If you’ve seen Melbourne band Amyl and the Sniffers live lately it’ll come as no surprise that one of Amy Taylor’s favourite words is ‘rowdy’. She frequently throws herself all over the stage, hyperactively head-banging and jumping into the crowd. Amyl and the Sniffers’ raw, self-titled album is a joy to behold – blending pub rock, punk and glam with ferocious energy. And while they’re loyal to their scuzzy aesthetic, the band have also cemented a relationship with Gucci, having walked the runway for the fashion house in Sicily and appeared in its Pre-Fall collection this year.
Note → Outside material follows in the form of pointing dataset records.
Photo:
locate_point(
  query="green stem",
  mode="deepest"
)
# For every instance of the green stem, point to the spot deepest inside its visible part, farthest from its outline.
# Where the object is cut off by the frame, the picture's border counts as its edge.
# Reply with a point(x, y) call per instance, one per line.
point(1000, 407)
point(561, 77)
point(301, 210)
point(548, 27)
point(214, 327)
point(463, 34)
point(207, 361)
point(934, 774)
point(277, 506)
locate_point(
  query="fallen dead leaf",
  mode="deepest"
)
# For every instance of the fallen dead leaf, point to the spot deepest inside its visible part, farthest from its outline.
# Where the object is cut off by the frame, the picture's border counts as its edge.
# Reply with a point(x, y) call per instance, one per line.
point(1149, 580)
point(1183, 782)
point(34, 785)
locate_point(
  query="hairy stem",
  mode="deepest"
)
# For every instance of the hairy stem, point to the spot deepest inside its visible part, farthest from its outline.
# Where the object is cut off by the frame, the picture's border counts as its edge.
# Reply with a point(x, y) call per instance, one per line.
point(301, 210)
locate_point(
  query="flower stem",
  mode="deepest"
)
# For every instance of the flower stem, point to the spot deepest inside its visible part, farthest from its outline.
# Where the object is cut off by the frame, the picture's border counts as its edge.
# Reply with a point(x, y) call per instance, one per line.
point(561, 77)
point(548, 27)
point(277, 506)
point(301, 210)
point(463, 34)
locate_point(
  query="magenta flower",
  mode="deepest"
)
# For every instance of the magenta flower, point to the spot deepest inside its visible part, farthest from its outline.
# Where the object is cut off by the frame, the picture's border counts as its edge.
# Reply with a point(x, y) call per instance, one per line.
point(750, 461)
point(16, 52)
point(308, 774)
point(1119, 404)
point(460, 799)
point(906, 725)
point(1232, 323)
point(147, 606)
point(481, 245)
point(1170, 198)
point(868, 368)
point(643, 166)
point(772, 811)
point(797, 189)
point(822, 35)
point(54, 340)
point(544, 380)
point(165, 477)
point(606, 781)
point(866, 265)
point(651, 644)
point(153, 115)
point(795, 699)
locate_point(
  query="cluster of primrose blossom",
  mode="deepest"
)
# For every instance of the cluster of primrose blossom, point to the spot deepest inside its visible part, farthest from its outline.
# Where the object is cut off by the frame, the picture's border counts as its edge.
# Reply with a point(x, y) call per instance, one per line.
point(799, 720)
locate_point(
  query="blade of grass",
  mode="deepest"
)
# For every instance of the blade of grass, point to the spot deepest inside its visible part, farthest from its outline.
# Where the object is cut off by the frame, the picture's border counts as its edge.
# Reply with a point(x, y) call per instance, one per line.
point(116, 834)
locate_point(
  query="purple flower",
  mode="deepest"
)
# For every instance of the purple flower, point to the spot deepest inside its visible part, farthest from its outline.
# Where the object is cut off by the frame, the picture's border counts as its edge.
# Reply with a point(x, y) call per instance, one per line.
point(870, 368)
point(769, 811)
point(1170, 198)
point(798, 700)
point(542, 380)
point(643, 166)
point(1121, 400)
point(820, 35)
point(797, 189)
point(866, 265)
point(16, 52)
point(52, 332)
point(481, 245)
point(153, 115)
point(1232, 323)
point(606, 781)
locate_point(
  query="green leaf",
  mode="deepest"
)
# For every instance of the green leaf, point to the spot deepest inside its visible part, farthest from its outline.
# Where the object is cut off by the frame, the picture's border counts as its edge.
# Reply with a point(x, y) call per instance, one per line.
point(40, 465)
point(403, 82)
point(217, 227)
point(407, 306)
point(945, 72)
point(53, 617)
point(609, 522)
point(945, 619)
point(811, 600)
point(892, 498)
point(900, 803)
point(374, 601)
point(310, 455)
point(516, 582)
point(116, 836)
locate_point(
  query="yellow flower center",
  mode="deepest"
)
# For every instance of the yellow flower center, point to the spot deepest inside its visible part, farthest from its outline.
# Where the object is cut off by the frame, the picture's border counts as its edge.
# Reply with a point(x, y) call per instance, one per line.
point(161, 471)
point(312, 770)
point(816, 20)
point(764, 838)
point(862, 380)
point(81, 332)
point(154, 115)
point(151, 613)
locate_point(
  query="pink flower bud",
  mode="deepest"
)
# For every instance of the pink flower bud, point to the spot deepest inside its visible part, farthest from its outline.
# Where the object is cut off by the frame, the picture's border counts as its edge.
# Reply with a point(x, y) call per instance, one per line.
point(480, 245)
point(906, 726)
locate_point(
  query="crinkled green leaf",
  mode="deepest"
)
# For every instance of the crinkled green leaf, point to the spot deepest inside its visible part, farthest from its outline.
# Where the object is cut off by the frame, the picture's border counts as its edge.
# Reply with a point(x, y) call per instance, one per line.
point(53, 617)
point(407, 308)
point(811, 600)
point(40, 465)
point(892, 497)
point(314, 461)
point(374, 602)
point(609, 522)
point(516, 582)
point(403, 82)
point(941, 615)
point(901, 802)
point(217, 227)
The Sniffers have grown from an amazing underground punk scene – both Melbourne and Sydney have great ones. “I didn’t really know there were female musicians until I moved to Melbourne,” Amy says. “I remember watching all the dudes on stage at home [on the coast] and being like, “Fuck. I want to do that.” When I moved, people were introducing me to all these bands, and it was a whole world I didn’t even know existed.”
While chatting to The Face about her favourite bands who’ve emerged from the Aussie punk community that raised her, a hundred bands came into Amy’s head, and she had to work hard to narrow them down. Here’s her final list – though she did text us to add Stiff Richards after.
“In Melbourne, I think we’re spoiled. You can go out any night of the week and there are five great bands playing. Drunk Mums are probably one of the bands who inspired us to start out. They’re so good. They’re rock ‘n’ roll, down to earth kind of shit, and they always put on a rowdy live show.”
“A lot of good music comes off this label called ANTI FADE records. They have some of the best bands. [Geelong band] The Hierophants album just came out – I don’t even know what genre it is, because I’m not that good at genres – it’s just really good. There’s some really sweet songs and really good lyrics and just this creepy overtone, which I really like.”
“There are a bunch of lockout laws in Sydney, so in the city, venues shut early because they’re trying to stop alcohol violence. A lot of venues have shut because of that. But there’s still cool live shit going on, because people just put on their own shows. It’s a real community. At the moment, all my favourite bands are come out of Sydney. There’s this band called Concrete Lawn, who are just sick. When I first saw them the girl was still in high school and shit. She was just going rowdy. They’re really good to see live – the energy was the kind of live energy I like to watch. They’re just good people. You can tell.”
“My favourite band in Australia has be a [Sydney-based group] called C.O.F.F.I.N, which stands for Children of Finland Fighting in Norway. They’re the best to see live. They’re rowdy, but they treat everyone with respect and make sure everyone gets a go – that’s important to them, and it sums up everything I like about live music. Even if the crowd’s rowdy, there’s space for everyone. It’s inclusive. But even their recorded music is so good – they have great, tough lyrics, and the drummer sings, so it’s got this crazy grunt to it.”
“Fuck, [vocalist Serwah’s] lyrics are so good and just like, as a singer, she’s just staunch as. She’s a really powerful, smart person and I really admire the whole thing and I like the way the recording’s done as well. They have a record out and it’s just real reverb‑y, delay‑y, like, ‘Wow.’ I don’t know technical stuff, but it just sounds great.”
“They’re from Melbourne. They have a demo from about 2017 that I used to listen to a lot before we started a band, and I like the whole thing. To me it was really relatable because they were from up the coast, where I was from, it was this really Australian-sounding thing, but it was something I had never heard as well. Live, when I went to see them, they were just real. Everyone was pushing and everyone was singing and it was just this manic thing. It was exactly what I wanted.”
“Some of AusMutants’ songs have been really influential to me, just because they’re great musicians. The lyrics and the vocals sound so good. They just out an album called… Present The World In Handcuffs and it’s an album from a policeman’s perspective. It’s classic. I think it’s taking the piss out of the authority police have, and how much power they have, and how much power they take. It’s comical because a lot of it’s about, “Oh look at my hot body in the mirror. I’m so tough today. I’m gonna arrest people. All I want to do is arrest people.” That kind of shit.”